Friday, March 17, 2006

Hydroderm -- The lieingest ads ever, insulting to women (I think) and just plain icky.

You may remember Hydroderm from such previous posts as this one. OK.. technically speaking that was the only post. But they continue to amaze. Yesterday I was clicking around on Slate and, drunkenly, watched a Hydroderm advert with amazing slide-animations showing 'improvement' in ... well.. improvement in graphics.

It was only the second after I clicked away from that page that I realized I thought I'd seen some text on the advert that said something like "not real pictures." I had to find that advert just one more time!
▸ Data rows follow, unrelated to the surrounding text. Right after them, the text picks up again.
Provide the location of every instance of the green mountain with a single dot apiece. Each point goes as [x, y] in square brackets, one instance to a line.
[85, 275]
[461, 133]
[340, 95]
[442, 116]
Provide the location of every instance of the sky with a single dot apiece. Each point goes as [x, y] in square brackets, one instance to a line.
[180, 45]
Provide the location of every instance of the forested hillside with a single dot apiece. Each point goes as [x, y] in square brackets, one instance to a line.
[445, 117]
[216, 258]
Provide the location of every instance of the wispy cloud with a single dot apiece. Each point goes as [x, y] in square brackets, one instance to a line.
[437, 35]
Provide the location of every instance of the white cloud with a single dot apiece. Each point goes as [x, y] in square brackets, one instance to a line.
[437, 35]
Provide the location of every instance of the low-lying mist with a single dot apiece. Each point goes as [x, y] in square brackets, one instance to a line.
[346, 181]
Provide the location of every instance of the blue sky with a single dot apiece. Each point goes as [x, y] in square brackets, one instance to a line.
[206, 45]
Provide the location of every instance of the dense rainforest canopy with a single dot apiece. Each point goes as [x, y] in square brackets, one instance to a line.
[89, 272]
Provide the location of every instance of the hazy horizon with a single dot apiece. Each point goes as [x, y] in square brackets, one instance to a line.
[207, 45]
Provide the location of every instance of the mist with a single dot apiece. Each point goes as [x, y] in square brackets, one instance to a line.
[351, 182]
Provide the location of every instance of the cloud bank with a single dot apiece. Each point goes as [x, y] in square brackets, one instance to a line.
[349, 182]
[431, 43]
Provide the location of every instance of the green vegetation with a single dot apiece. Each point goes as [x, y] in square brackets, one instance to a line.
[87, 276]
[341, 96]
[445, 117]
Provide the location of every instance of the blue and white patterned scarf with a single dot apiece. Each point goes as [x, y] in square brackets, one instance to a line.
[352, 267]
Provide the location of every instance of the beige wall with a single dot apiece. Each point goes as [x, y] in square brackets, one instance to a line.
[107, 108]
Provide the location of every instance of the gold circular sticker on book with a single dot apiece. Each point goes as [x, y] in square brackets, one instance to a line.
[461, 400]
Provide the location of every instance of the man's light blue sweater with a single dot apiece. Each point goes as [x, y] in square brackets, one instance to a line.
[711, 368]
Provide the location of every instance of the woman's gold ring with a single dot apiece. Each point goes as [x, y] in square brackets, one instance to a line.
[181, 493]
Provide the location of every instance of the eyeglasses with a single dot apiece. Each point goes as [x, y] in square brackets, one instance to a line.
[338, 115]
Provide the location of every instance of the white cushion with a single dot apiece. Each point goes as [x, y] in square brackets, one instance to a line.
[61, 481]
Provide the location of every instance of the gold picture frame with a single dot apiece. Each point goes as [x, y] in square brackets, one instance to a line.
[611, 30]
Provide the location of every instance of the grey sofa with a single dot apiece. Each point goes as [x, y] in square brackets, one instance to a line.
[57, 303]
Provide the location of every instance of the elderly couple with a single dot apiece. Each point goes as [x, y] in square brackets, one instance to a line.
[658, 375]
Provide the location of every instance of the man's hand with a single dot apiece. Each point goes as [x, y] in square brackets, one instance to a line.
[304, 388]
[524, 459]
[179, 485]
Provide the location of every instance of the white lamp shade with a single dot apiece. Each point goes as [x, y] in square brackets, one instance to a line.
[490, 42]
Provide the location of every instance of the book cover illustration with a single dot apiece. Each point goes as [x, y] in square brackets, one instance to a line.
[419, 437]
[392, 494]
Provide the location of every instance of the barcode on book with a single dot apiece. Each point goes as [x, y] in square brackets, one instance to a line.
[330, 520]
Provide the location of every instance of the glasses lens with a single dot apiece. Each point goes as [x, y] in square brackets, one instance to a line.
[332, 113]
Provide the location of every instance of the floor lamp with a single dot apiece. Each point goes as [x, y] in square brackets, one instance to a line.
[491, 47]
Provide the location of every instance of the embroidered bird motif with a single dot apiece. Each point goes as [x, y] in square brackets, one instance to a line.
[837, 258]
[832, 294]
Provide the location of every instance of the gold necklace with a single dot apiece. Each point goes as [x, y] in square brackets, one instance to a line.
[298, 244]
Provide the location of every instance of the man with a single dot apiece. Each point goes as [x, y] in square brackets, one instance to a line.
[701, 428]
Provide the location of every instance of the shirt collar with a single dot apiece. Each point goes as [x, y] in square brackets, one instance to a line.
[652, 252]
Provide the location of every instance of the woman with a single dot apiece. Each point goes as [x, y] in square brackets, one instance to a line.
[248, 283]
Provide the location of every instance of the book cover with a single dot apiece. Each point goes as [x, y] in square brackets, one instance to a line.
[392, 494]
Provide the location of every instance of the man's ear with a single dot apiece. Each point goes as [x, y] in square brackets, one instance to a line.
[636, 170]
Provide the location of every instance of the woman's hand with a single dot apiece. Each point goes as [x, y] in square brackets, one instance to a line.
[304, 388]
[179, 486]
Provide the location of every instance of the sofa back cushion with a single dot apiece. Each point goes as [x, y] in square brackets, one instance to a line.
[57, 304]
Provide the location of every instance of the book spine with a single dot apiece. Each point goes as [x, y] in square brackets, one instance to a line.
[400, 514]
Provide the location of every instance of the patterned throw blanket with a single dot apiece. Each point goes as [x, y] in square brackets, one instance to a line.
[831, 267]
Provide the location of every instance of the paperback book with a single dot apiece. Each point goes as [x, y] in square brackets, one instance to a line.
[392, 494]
15 solid minutes of refreshing the page only resulted in a succession of ads from Monster.com. Monsters!

I thought all was lost, but today as I'm reading the rather funny Slate page on Annoying White Guys (AWG) in college basketball I realized that I was seeing a version of the same advert. And it looks like this:



Now.. in all the excitement of the cellulite dissapearing you might just be giddy enough to overlook this brilliant disclaimer:



simulated godd*mned images!

And this advert is on Slate where, presumably, the literati come to break bread. How can this be? Isn't someone complaining. Is telling the truth (in puny text) right after you tell an enormous lie (in beautiful RGB images) somehow an appropriate thing?

I am boggled. I find myself beginning to pray (to all those gawds I don't believe in) that this is actually a brilliant viral campaign for PhotoShop or some similar program.

Oh man, let that be true!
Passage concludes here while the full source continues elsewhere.